Mediators of the association between treatment response and total ASES score at week 104. Reported are the standardised regression coefficients with indicators of significance (*p < 0.05; **p < 0.01; ***p < 0.001). Treatment response was treated as an ordinal variable with lower values representing earlier and more persistent response. ASES Arthritis Self-Efficacy Scale, SF-36 Short-Form 36, MCS mental component score, IPQ-R Revised Illness Perception Questionnaire, HAQ Health Assessment Questionnaire, PGA patient’s global assessment of disease activity, SJC28 swollen joint count in 28 joints, CRP C-reactive protein

In addition to treatment response, better perceived health status at baseline for the following PROs was independently associated with higher ASES scores at week 104 in both univariate and multivariate models: HAQ (ß = −0.73, p < 0.001); SF-36-dimensions MCS (ß = 0.31, p < 0.001), vitality (ß = 0.16, p < 0.001), mental health (ß = 0.21, p < 0.001) and role emotional (ß = 0.07, p < 0.001); IPQ-R-dimensions illness coherence (ß = 0.07, p < 0.001), treatment control (ß = 0.09, p = 0.003), emotional representations (ß = −0.07, p < 0.001) and consequences (ß = −0.07, p < 0.001); the UCL-dimension of Passive reacting (ß = −0.08, p < 0.001); and the RAQoL (ß = −0.04, p = 0.001).
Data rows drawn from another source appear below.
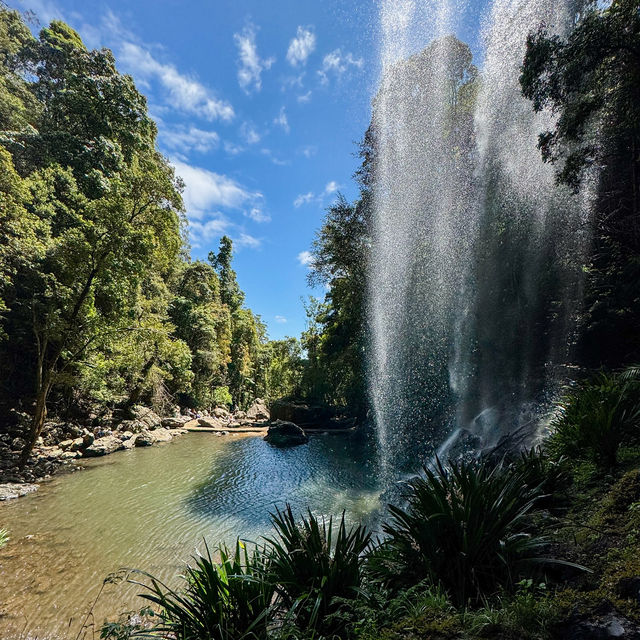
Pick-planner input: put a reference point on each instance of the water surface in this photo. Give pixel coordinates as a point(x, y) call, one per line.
point(151, 509)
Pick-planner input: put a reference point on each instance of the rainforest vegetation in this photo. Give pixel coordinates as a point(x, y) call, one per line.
point(100, 306)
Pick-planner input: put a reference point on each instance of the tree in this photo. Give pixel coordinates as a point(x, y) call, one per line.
point(590, 80)
point(230, 292)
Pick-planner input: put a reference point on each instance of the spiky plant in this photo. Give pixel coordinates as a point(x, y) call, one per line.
point(594, 419)
point(314, 563)
point(226, 600)
point(463, 528)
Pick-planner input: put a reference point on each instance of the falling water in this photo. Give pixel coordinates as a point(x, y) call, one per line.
point(474, 277)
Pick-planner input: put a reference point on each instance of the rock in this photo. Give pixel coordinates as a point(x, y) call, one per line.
point(103, 446)
point(145, 439)
point(302, 414)
point(9, 491)
point(18, 444)
point(213, 423)
point(174, 423)
point(162, 435)
point(285, 434)
point(258, 411)
point(130, 443)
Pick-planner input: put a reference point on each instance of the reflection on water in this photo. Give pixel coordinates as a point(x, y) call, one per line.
point(150, 509)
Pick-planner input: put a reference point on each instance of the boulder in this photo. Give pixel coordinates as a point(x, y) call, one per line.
point(303, 414)
point(18, 444)
point(103, 446)
point(145, 439)
point(9, 491)
point(258, 411)
point(285, 434)
point(174, 423)
point(210, 422)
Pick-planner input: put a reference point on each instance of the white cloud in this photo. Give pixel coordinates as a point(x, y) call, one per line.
point(281, 120)
point(257, 215)
point(206, 190)
point(200, 232)
point(250, 65)
point(332, 187)
point(338, 63)
point(301, 47)
point(303, 198)
point(192, 139)
point(249, 133)
point(246, 240)
point(186, 93)
point(232, 148)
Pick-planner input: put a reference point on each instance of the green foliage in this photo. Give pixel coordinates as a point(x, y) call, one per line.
point(463, 528)
point(589, 80)
point(221, 397)
point(595, 418)
point(314, 565)
point(226, 600)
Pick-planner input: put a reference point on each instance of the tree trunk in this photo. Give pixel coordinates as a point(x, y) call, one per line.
point(39, 417)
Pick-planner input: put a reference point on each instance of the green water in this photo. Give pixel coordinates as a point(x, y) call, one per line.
point(150, 509)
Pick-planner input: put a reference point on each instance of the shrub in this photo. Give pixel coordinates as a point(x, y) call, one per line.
point(594, 419)
point(221, 397)
point(463, 528)
point(314, 566)
point(226, 600)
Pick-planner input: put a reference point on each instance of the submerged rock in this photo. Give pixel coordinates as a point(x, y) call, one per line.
point(103, 446)
point(285, 434)
point(9, 491)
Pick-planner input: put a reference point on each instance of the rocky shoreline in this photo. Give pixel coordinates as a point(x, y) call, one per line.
point(63, 444)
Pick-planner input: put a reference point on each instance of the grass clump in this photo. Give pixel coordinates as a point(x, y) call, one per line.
point(464, 527)
point(226, 600)
point(315, 566)
point(595, 418)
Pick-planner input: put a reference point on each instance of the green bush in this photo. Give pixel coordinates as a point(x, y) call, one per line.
point(221, 397)
point(227, 600)
point(4, 537)
point(595, 418)
point(463, 528)
point(314, 567)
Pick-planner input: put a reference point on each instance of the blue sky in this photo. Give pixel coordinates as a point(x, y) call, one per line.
point(259, 104)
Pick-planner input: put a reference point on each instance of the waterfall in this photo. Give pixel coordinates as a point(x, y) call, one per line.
point(474, 278)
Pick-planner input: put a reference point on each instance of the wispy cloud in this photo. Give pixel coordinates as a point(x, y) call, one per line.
point(185, 93)
point(257, 215)
point(250, 65)
point(301, 47)
point(183, 139)
point(206, 190)
point(337, 63)
point(303, 198)
point(250, 133)
point(281, 120)
point(247, 240)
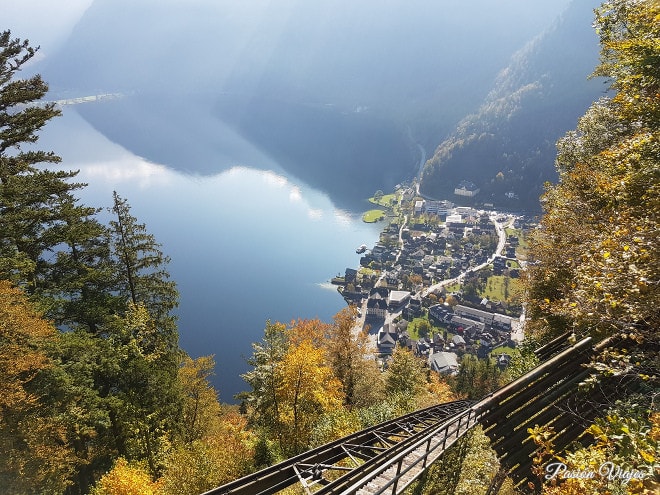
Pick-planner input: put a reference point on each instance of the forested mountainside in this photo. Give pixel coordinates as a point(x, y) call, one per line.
point(336, 93)
point(508, 144)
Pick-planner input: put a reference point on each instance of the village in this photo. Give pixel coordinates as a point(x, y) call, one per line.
point(422, 285)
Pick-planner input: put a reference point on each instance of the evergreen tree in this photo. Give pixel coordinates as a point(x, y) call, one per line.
point(29, 195)
point(143, 277)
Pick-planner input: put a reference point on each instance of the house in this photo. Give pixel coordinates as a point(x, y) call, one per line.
point(467, 189)
point(413, 309)
point(458, 341)
point(441, 208)
point(398, 299)
point(444, 362)
point(376, 307)
point(474, 314)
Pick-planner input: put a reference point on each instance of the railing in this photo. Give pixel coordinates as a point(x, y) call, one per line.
point(388, 457)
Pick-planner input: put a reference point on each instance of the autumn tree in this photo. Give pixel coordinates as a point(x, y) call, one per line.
point(126, 479)
point(405, 379)
point(36, 455)
point(351, 359)
point(596, 263)
point(307, 389)
point(225, 453)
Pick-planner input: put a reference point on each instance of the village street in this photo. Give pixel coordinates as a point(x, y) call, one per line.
point(500, 222)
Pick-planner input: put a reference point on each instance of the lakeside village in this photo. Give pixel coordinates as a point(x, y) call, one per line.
point(443, 280)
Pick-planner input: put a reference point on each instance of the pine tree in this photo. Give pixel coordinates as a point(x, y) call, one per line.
point(143, 277)
point(29, 195)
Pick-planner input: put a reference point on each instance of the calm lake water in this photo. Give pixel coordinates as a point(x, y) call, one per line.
point(247, 245)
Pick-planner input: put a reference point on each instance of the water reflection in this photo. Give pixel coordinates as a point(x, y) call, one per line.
point(247, 244)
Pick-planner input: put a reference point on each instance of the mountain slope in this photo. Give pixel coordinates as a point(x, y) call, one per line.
point(508, 145)
point(336, 92)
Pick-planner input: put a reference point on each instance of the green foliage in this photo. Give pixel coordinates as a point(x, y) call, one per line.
point(373, 216)
point(596, 263)
point(142, 265)
point(405, 379)
point(477, 377)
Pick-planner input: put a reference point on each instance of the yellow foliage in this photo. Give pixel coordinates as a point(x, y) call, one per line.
point(125, 479)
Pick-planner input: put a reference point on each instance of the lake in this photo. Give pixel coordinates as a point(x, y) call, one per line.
point(248, 244)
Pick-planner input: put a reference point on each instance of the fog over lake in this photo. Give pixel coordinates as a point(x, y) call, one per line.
point(249, 133)
point(247, 245)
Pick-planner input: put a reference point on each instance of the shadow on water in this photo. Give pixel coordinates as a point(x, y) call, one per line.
point(346, 154)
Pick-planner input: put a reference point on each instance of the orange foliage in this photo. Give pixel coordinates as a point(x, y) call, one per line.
point(125, 479)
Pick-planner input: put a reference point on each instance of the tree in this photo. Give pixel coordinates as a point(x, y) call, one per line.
point(36, 456)
point(349, 356)
point(30, 197)
point(405, 379)
point(307, 390)
point(126, 479)
point(200, 400)
point(265, 379)
point(224, 454)
point(146, 397)
point(144, 278)
point(596, 263)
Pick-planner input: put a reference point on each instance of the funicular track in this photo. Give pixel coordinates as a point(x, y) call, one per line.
point(388, 457)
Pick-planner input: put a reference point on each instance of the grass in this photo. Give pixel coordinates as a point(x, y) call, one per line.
point(495, 287)
point(373, 216)
point(384, 201)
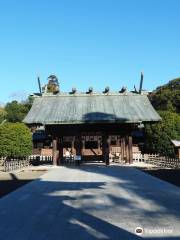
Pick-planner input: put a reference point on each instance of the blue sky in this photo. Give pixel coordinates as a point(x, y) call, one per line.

However, the predictive effects of gender; baseline VAS for PGA, PhGA, pain or fatigue; the SF-36-dimension social function; the IPQ-R-dimension Personal control and the UCL-dimension Active tackling were no longer significant after adjusting for multiple comparisons and covariates (Tables 4 and 5).

Discussion

In our study, the self-efficacy beliefs of patients with early RA were more strongly associated with the response to treatment and with patient-reported outcomes—including pain, fatigue, physical function, mental health, illness perceptions and quality of life—than with physician-reported and laboratory measures of disease activity. Furthermore, our results suggest that psychosocial factors, even early in the disease course, can predict long-term self-efficacy beliefs independently of treatment response or objective measures of disease activity.

Of particular interest is our finding that a better response to treatment appears to be an independent contributor to stronger long-term self-efficacy beliefs in patients with early RA. Current treatment guidelines for RA recommend starting treatment early and intensively, aiming to achieve remission or at least low disease activity within a certain “window of opportunity” [35, 36]. The importance of the window of opportunity has been further emphasised by previous research showing that early achievement of treatment targets also results in better psychosocial outcomes [37]. Our findings illustrate that this appears to be equally the case for self-efficacy beliefs, with patients who demonstrated an early and persistent treatment response scoring highest on the ASES after both 1 and 2 years of treatment.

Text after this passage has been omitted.